4. We have examined the issue. There is no dispute with reference to purchases of the above amount on import of Insulated Kraft Paper which was charged to the P & L Account. There is no dispute with reference to the fact that these goods were available in the bonded warehouse. The Assessing Officer’s objection that these are not taken physical delivery is imaginary as the goods were in bonded warehouse which technically is in the custody of the assessee. Therefore, this objection of the Assessing Officer is not correct. With reference to the issue that the same was not shown in the closing stock was also not correct. As seen from the closing stock details filed with the Assessing Officer, the closing stock is shown under the head ‘inventory ‘ under the Schedule-H of the balance sheet. The raw materials were shown at the value of Rs. 88,37,636/- whereas work-in-progress was Rs. 69,13,407/- and the total stock under head ‘inventory’ was shown at Rs. 1,59,22,271/-. The details of raw material show that an amount of Rs. 84,15,144/- pertains to insulating paper, which included the imported stock (72,056 KGs valued Rs. 81,79,352). We are unable to understand on what basis the Assessing officer came to the conclusion that the stock was not shown in closing stock. Further it is also stated that in paragraph 3 of the assessment order that the order is booked in FY 2004-2005 relating to AY 2005-2006, which is not pertaining to this assessment year. There is no basis with this reason at all. Even if one were to consider that assessee had placed order for purchase of goods in FY 2004-2005, the evidence indicate that the quantity of goods were imported vide Invoice No. 7502187 dated 16.1.2006 for a value of Rs. 11,87,000/-, Invoice No.0036326 dated 23.01.2006 for value of Rs.11,72,000/- and Invoice No.0076965 dated 3.3.2006 valuing Rs. 11,77,000/-. There is evidence that payments against these CIF value were made by the bankers M/s. UCO Bank. Vide the letter dated 12.12.2008, the assessee informed the Income Tax Officer that the stock was accounted for in the closing stock. This letter was acknowledged by the ITO-9(3)(1), Mumbai dated 12.12.2008 itself. We are of the opinion that the Assessing Officer has wrongly considered the facts available on record and without understanding the details of purchases and its availability in closing stock, made the disallowance on flimsy grounds. Therefore, we uphold the order of the Ld CIT (A).

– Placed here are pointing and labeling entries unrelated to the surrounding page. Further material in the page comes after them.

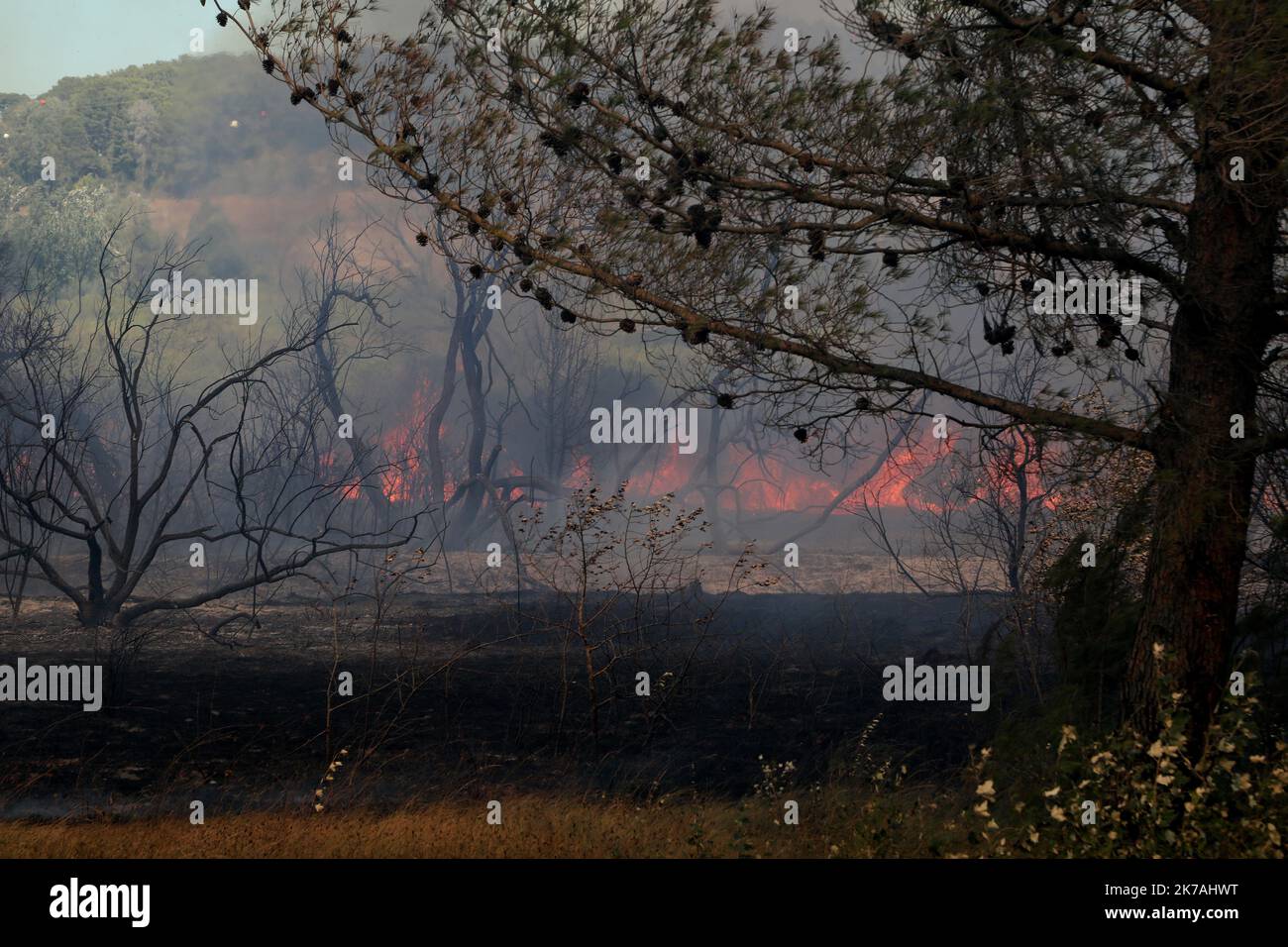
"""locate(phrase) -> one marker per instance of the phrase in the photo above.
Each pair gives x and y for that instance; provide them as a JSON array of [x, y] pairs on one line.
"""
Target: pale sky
[[44, 40]]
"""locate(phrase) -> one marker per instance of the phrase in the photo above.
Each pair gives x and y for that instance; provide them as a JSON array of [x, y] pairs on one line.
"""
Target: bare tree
[[986, 145], [119, 464]]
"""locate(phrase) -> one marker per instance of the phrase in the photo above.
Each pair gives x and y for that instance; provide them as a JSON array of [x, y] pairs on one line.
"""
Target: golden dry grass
[[532, 827]]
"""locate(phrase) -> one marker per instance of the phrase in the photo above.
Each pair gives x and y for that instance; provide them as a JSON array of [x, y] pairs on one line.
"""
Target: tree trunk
[[1205, 475]]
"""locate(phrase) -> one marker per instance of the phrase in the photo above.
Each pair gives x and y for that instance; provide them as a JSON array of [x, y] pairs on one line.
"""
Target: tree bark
[[1205, 474]]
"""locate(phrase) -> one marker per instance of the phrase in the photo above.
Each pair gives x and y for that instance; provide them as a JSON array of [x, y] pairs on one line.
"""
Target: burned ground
[[459, 696]]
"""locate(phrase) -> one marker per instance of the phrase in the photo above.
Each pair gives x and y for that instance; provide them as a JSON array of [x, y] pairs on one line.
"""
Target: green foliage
[[163, 127], [60, 231], [1150, 797]]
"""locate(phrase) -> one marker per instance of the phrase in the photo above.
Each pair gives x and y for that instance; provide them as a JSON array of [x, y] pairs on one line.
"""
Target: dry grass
[[831, 825]]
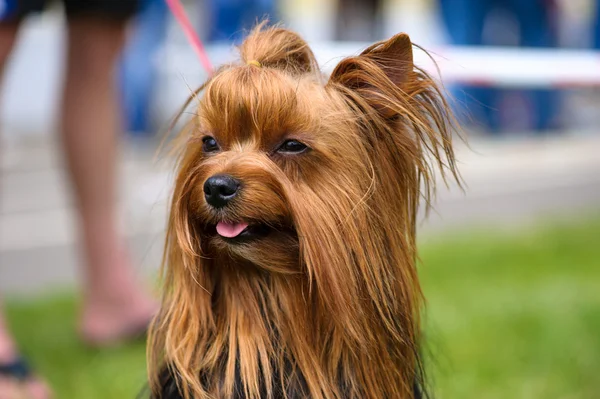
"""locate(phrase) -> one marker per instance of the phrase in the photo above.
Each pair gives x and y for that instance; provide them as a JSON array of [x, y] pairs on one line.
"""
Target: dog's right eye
[[209, 144]]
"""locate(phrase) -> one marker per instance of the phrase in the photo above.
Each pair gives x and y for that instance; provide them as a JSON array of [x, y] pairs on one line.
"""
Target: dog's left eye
[[292, 147], [209, 144]]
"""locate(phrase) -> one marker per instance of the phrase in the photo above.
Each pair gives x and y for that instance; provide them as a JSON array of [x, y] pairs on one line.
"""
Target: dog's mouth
[[241, 231]]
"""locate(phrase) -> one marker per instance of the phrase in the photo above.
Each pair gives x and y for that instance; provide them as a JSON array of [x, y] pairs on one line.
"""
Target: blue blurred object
[[596, 24], [137, 68], [229, 18], [465, 22]]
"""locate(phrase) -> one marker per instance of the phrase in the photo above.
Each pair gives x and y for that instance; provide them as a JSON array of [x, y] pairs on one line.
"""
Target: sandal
[[17, 369], [26, 382]]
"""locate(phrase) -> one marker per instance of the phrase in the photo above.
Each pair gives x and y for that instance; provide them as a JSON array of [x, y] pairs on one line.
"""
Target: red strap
[[179, 13]]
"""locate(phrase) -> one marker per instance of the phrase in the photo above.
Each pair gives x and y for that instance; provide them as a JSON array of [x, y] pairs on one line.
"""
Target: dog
[[290, 258]]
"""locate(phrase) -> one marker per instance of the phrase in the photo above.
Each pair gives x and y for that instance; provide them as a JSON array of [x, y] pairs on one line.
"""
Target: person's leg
[[114, 304]]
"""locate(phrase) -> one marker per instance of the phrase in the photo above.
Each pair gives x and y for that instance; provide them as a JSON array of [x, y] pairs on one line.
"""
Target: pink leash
[[179, 13]]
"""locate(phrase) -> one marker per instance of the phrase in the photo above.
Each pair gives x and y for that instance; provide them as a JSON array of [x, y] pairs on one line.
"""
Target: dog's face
[[269, 150]]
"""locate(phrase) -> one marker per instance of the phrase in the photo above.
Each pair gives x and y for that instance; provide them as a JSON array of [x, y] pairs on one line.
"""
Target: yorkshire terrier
[[290, 260]]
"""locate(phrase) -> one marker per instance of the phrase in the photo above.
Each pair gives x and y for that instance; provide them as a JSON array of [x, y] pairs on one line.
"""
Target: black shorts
[[14, 10]]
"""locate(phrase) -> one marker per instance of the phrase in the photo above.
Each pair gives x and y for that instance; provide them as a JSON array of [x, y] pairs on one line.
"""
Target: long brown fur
[[328, 305]]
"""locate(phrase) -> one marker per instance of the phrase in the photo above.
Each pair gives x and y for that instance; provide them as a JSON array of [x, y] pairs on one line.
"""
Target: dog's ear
[[378, 71]]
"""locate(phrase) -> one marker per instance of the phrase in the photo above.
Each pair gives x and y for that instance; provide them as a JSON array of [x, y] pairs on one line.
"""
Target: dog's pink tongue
[[230, 230]]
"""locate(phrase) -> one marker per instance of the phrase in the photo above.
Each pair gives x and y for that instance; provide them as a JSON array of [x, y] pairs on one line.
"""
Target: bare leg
[[114, 304], [34, 387]]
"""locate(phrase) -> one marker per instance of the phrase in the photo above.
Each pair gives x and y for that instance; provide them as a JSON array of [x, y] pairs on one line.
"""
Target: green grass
[[510, 315], [515, 315]]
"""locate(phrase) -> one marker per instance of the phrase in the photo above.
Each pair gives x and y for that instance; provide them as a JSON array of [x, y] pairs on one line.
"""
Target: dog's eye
[[292, 147], [209, 144]]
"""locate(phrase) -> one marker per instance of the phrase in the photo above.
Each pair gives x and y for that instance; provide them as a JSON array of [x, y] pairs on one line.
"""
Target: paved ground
[[509, 182]]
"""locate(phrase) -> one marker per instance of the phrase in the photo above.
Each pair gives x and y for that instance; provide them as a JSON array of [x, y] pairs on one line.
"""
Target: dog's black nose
[[220, 189]]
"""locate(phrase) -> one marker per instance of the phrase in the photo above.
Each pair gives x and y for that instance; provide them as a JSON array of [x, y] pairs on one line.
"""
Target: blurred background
[[510, 267]]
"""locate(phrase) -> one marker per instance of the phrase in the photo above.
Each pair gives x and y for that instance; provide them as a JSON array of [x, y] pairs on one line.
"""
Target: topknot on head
[[279, 48]]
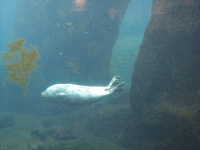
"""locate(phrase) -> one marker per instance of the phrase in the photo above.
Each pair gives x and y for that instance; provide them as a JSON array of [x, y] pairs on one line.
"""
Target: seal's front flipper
[[61, 95], [115, 85]]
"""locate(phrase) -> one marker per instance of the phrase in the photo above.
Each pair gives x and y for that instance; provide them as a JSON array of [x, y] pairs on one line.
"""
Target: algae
[[20, 62]]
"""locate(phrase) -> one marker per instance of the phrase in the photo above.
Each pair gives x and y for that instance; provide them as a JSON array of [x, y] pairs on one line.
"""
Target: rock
[[36, 145], [7, 121], [63, 134]]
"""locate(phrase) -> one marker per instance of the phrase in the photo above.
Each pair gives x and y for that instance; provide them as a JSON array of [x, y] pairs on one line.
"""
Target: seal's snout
[[44, 94]]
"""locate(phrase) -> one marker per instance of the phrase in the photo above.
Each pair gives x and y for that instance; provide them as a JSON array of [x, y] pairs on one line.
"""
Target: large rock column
[[165, 90], [168, 64]]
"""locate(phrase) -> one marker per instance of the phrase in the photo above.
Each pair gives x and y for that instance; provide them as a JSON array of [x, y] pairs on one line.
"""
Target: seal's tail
[[115, 85]]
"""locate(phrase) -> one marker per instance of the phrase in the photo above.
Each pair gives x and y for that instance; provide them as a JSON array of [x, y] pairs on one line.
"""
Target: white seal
[[77, 95]]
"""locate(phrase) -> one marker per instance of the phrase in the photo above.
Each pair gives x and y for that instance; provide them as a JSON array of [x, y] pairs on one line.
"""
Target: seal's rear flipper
[[115, 85]]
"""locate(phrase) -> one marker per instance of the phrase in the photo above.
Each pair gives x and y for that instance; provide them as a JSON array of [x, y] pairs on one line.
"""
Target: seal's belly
[[85, 92], [76, 95]]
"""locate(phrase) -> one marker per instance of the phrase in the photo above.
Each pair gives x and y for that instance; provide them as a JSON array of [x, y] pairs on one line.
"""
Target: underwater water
[[86, 42]]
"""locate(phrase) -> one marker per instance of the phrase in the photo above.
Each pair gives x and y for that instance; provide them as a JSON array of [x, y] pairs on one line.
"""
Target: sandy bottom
[[18, 136]]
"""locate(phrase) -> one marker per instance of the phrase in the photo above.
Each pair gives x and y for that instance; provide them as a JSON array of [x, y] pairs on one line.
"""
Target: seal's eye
[[44, 94]]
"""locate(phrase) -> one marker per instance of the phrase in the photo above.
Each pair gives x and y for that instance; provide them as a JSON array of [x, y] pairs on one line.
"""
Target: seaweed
[[20, 62]]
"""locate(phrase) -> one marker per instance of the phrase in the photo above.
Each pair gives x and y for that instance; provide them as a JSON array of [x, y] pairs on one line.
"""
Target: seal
[[78, 95]]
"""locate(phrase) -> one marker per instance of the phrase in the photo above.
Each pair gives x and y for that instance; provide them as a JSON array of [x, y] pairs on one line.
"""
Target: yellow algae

5. It is very unfortunate that revenue has preferred this appeal which was decided on facts. The CIT should have examined the record before approving the appeal. Had he examined the record, he would not have preferred any appeal on this issue. This shows the sorry state of affairs. It is unnecessary to drag the assessee in appellate proceedings for no fault of it. The CIT should have exercised his discretion and examined the record before preferring the second appeal on an unnecessary issue. This calls for levy of cost. Since, assessee has not asked the same, we refrain from levying any cost. We only wish that revenue authorities apply their mind/wisdom before preferring second appeal and CIT(A) orders which are purely factual in nature, are accepted. With these remarks, revenue appeal is dismissed.